EUGENE, Ore. (CN) - A University of Oregon basketball star instigated the gang rape of a freshman 4 months after he was suspended from another school for his role in an alleged gang rape there, the freshman claims in court.
Jane Doe sued the University of Oregon and its head basketball coach Dana Dean Altman on Thursday in Federal Court. They are the only defendants.
Doe claims they ignored knowledge of the basketball recruit's previous suspension for allegations of sexual assault; delayed investigating claims that he instigated her gang rape so he could finish the basketball season; and allowed two of her three assailants to transfer to other schools with clean academic records, though the UO's director of student conduct found the recruit and two other basketball players "responsible for the sexual assault of plaintiff."

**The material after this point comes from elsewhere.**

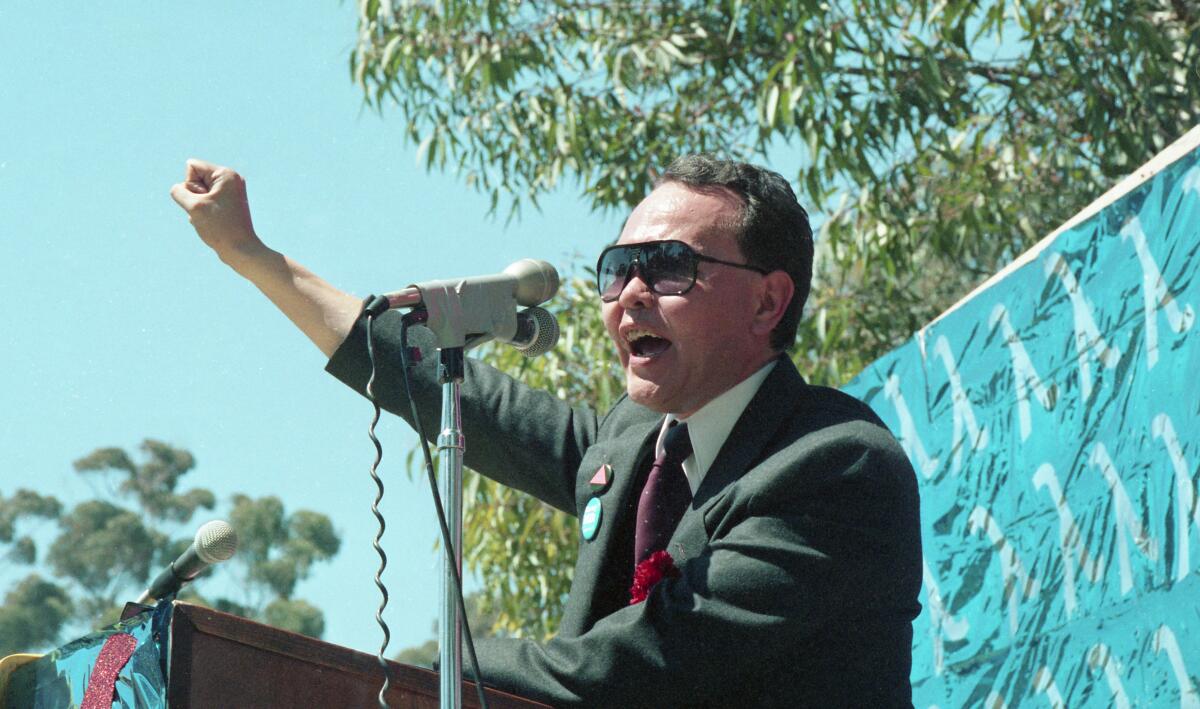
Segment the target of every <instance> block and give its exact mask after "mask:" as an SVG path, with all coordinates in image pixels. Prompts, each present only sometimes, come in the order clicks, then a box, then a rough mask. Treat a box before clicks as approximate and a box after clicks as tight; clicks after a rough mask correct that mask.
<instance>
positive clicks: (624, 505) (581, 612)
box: [562, 415, 662, 636]
mask: <svg viewBox="0 0 1200 709" xmlns="http://www.w3.org/2000/svg"><path fill="white" fill-rule="evenodd" d="M661 425H662V417H661V415H655V416H654V417H653V420H649V421H647V422H640V423H637V425H632V426H630V427H629V428H626V429H625V431H624V432H623V433H622V435H619V437H617V438H613V439H608V440H605V441H598V443H596V444H595V445H593V446H592V449H589V450H588V453H587V456H586V457H584V459H583V465H582V468H581V471H580V476H578V477H580V483H581V485H584V486H587V481H588V480H589V479H590V477H592V474H593V473H594V471H595V469H596V468H598V467H600V465H602V464H605V463H607V464H608V465H612V475H613V480H612V486H611V487H610V488H608V489H607V491H605V492H602V493H600V494H599V495H594V493H592V492H590V491H588V492H584V493H583V494H580V495H577V497H580V499H581V500H583V503H586V501H587V500H588V499H590V498H592V497H599V498H600V504H601V509H602V510H604V511H602V513H601V522H600V528H599V529H598V531H596V536H595V539H593V540H590V541H582V542H581V545H580V555H578V560H577V561H576V564H575V578H574V579H572V582H571V595H570V602H569V603H568V607H566V608H565V611H564V613H563V624H562V632H563V633H564V635H566V636H570V635H577V633H581V632H583V631H584V630H587V629H588V627H590V626H592V624H593V623H595V620H596V619H598V608H600V607H602V606H605V602H601V599H599V597H598V596H599V594H612V593H617V594H628V593H629V589H628V587H626V585H625V584H624V583H619V584H614V583H613V582H614V579H617V578H623V577H624V573H623V571H624V570H622V569H617V567H614V566H613V563H614V559H624V557H625V555H626V554H622V553H619V552H620V549H619V548H618V545H625V546H629V549H628V551H629V552H630V554H629V555H631V554H632V543H634V541H632V539H626V537H624V536H619V534H618V533H619V530H620V529H623V528H624V527H625V525H626V521H628V519H626V518H628V516H629V515H630V512H629V509H630V498H631V495H634V494H637V493H638V492H640V489H636V482H637V479H638V477H640V473H641V471H642V469H643V468H648V467H649V457H650V456H652V453H653V444H654V440H655V435H656V434H658V432H659V429H660V428H661ZM580 509H581V510H582V504H581V505H580ZM634 513H636V510H635V512H634ZM630 529H632V527H631V524H630ZM606 602H607V599H606Z"/></svg>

Doe says she was drunk at a party hosted in March 2014 by Ducks basketball player Jonathan Lloyd, who is not a party to the lawsuit.
Doe says three other players on the team "cornered" her in the bathroom.
"The clear instigator and most aggressive of the three assailants was a man named Brandon Austin, who had just transferred to UO from Providence College in January," the lawsuit states.
Doe claims the three men "began to grope plaintiff and remove her clothes."
She says she "attempted to keep her clothes on and push the men away, but she was overwhelmed by their size and strength, leaving plaintiff trapped in the small bathroom with no ability to escape."
"The men pushed her cell phone out of her reach saying, 'no one wants to talk to you' and commenced the first of multiple gang rapes of plaintiff," the lawsuit states.
Doe claims the three men then took her to one of the UO's off-campus apartments, "where they continued to gang rape plaintiff, at one point trying to get additional students in the building to rape plaintiff."
"After plaintiff was crying for a period of time, the assailants lost interest and the rape finally stopped," according to the complaint.
Doe says she told her father about the gang rape via text message the next morning, and he called the police. She says she cooperated with the investigation launched by the Eugene Police Department.
Ten days after she was raped, Doe says, "The Wall Street Journal reported that Austin had been previously suspended at Providence College following an allegation of a gang rape occurring on or about November 3, 2013."
Providence College accepted Austin as a "prized recruit" in 2013, according to the complaint. But before the season began, Austin and a teammate "were suspended from the team indefinitely for a reported gang rape of another Providence student," Doe says in the lawsuit.
"Austin's indefinite suspension became a season-long suspension on December 23, 2013, when Providence officials found him responsible for sexual assault," according to the complaint.
Providence officials changed Austin's punishment to allow him to transfer to another school, Doe claims. But his season-long suspension from the Providence basketball team remained in place, a fact "widely reported in the media," she says.
Doe claims that UO head coach Dana Altman and his assistant, nonparty Tony Stubblefield, knew about Austin's suspension for sexual assault, but recruited him anyway.